Shame on the device, but shame on us too.
Mind you, since here we have CBI/CB protocol rather than BBB protocol,
the device never sees the -i x4, the device sees only the 00:08. So in
a bus trace we see no babble: only the host that tries to reconcile -i
x4 with 8 bytes in from the device sees babble.
Since the device can't see CBI/CB break this way, the device can't
help. With CBI/CB, by design, only the host can avoid this kind of
trouble, only by more accurately guessing in advance out-of-band how the
device will actually interpret a particular cdb.
> Luckily unplugging the device completes, and I can plug it back in and
> everything is ok! That is quite nice! Thanks for all the nice hotplug and
> ref-counting code everybody.
Brilliant, aye, kudos everyone.
> Following is the usb storage debug logs for the above command, including
> "--babble" output.
>
> I added some messages via "logger -p kern.debug" to separate things.
Ooooh. I've been looking to discover that `logger` command since the
day I discovered `dmesg`. Thank you for naming it explicitly.
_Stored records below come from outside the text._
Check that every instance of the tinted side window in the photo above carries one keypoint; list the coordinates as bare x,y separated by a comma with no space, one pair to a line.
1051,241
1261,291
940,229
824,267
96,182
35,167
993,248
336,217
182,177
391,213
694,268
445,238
> Weird that we tried to send another MODE SENSE *after* I unplugged the
> device, maybe an abort or cancel of the commands caused it to retry before
> the device was actually removed, more likely usb aborted outstanding
> commands prior to a call to scsi_remove_host (that is OK).
>
> -----------------------------------------------------------------------------
>
> Nov 14 14:51:34 laptop patman: NOTE pre post too short command sent
> ...
> Nov 14 14:52:39 laptop patman: NOTE unplugging device NOTE
> ...
> Nov 14 14:52:44 laptop kernel: usb-storage: -- usb_stor_release_resources finished
> ...
> Nov 14 14:52:52 laptop patman: NOTE device unplugged NOTE
I read that trace with interest, thank you.
Pat LaVarre